State Farm Mut. Auto. Ins. Co. v. Misra

Decision Date24 February 2023
Docket NumberSA-22-CV-806-JKP-HJB
PartiesSTATE FARM MUTUAL AUTOMOBILE INSURANCE COMPANY and STATE FARM COUNTY MUTUAL INSURANCE COMPANY OF TEXAS, Plaintiffs, v. SANJAY MISRA, M.D.; and SANJAY MISRA, M.D., P.A., Defendants.
CourtU.S. District Court — Western District of Texas
MEMORANDUM OPINION AND ORDER

JASON PULLIAM, UNITED STATES DISTRICT JUDGE

Before the Court is Defendants' Motion to Dismiss (ECF No. 13). Pursuant to Fed.R.Civ.P. 12(b)(1) and (6) Defendants Sanjay Misra, M.D., and Sanjay Misra, M.D., P.A. (Defendants) seek dismissal of all claims in this case. Plaintiffs State Farm Mutual Automobile Insurance Company and State Farm County Mutual Insurance Company of Texas' (Plaintiffs) have filed a response (ECF No. 16) and Defendants have filed a reply (ECF No. 18). After considering the motion, related briefing, and applicable law, the Court DENIES the motion.

I. BACKGROUND

Plaintiffs are insurance companies. See Compl. (ECF No. 1) at 6. Defendant Sanjay Misra (Misra) is a Texas licensed physician who provides medical services in San Antonio. Id. He is the president of Sanjay Misra M.D., P.A., a Texas professional association. Id. at 7. Plaintiffs assert two claims. See id. at 28-31. They first assert a federal claim under the Racketeer Influenced and Corrupt Organizations Act (RICO), 18 U.S.C. § 1962(c). See id. ¶¶ 68-74. Then they assert a Texas claim for money had and received. See id. ¶¶ 75-80. They contend that Defendants treat patients who have been injured in automobile accidents by drivers they insure. Id. ¶¶ 2-10. They specifically allege Misra submitted fraudulent medical bills and medical records because:

a. Dr. Misra does not perform legitimate examinations of his patients;
b. patterns in the findings and diagnoses within the examination reports (“Evaluations”) prepared by Dr. Misra prior to recommending injections are not credible and serve as pretext to support their predetermined recommendations for medically unnecessary ESIs [(epidural steroid injections)] for nearly all patients reporting neck and/or back pain;
c. the injections Dr. Misra recommends and purportedly performs are not recommended and performed because they are medically necessary, but rather to substantially inflate the severity and potential value of the patients' claims;
d. the boilerplate operative reports (“Operative Reports”) prepared by Dr. Misra for the ESIs he purportedly performs are not credible based upon patterns in the patients' diagnoses and responses to the ESIs; and e. the surgical recommendations made by Dr.

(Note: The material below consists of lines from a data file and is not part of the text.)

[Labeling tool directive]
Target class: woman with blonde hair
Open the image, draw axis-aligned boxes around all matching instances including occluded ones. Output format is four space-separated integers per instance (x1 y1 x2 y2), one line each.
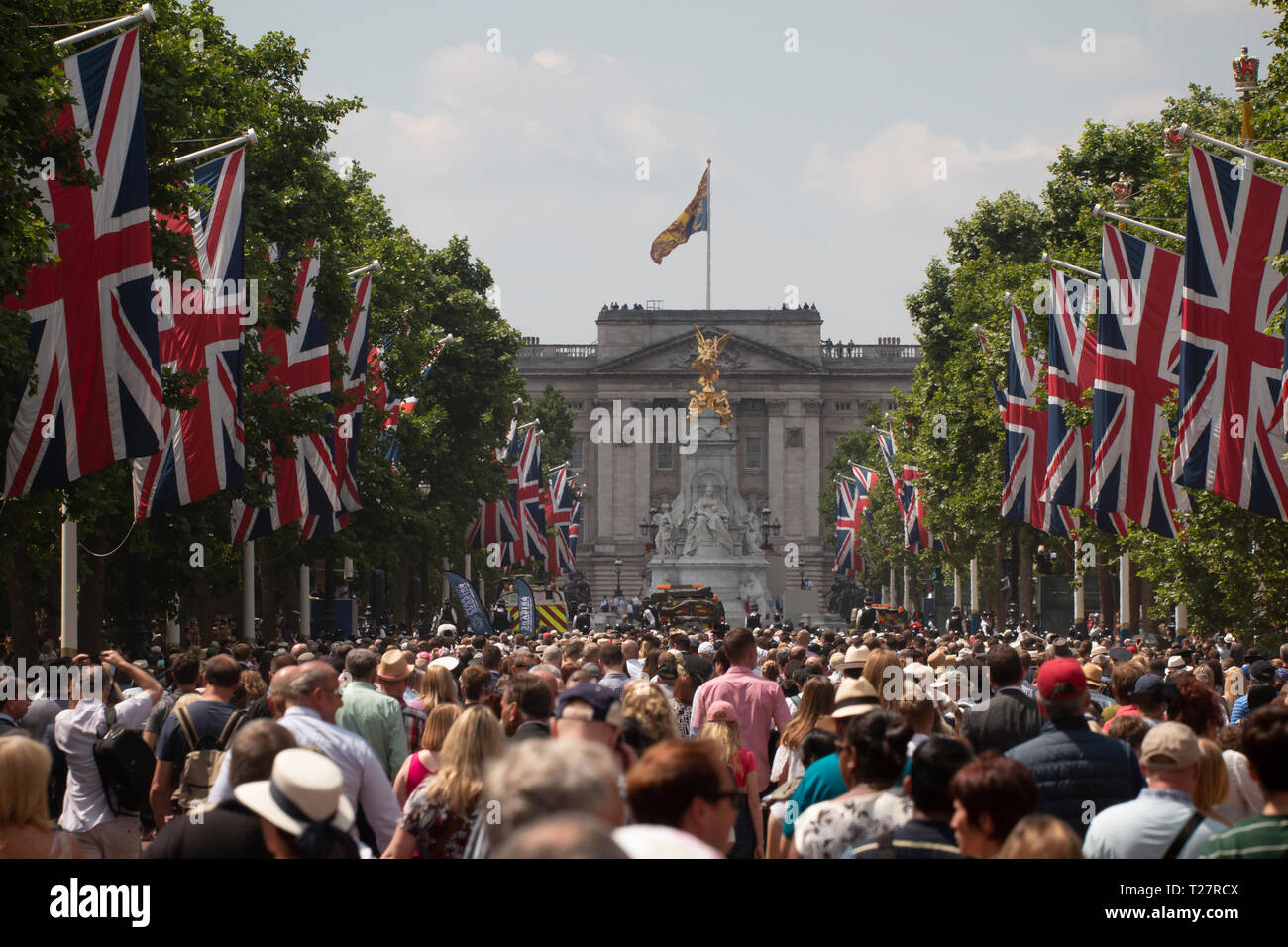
382 706 505 858
863 650 903 710
407 665 461 714
698 701 765 858
1194 737 1231 826
394 703 461 808
997 815 1082 858
0 737 85 858
1224 665 1248 719
769 674 836 784
622 679 677 755
241 668 268 703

Misra are not recommended because they are medically necessary, but rather to substantially inflate the severity and potential value of the patients' claims.

Id. ¶ 3 (omitting citations to exhibits).

Plaintiffs provide additional facts relating to Defendants' alleged scheme. See id. ¶ 8. In particular, they allege that to facilitate the scheme, Defendants:

(a) prepare fraudulent Evaluations to create the appearance patients suffered serious injuries that warrant ESIs, often to more than one spinal region;
(b) purportedly perform medically unnecessary injections;
(c) prepare bills from Misra P.A. with typical charges of $499 for the initial examinations and typical charges of at least $3,300 for each ESI;
(d) often recommend patients undergo surgeries, which are estimated to cost in excess of $50,000 (not including fees for anesthesia and related items Dr. Misra estimates cost an additional $50,000); and
(e) provide their fraudulent documentation and bills to the PI Attorneys representing the patients in BI Claims and UM Claims who, in turn, submit the documentation and bills to State Farm Mutual and State Farm County to support written demands to settle the claims within policy limits, often within 15 days or less.

Id.

Plaintiffs' essential allegation is that Misra recommends and administers medically unnecessary epidural steroid injections and recommends and performs medically unnecessary surgeries to inflate medical bills to increase the value of his patients' bodily injury or uninsured/underinsured claims. According to Plaintiffs, Misra submits the medical bills and records to his patients' personal injury attorneys to submit demands to Plaintiffs to settle the patients' claims. Id. at ¶¶ 9-10.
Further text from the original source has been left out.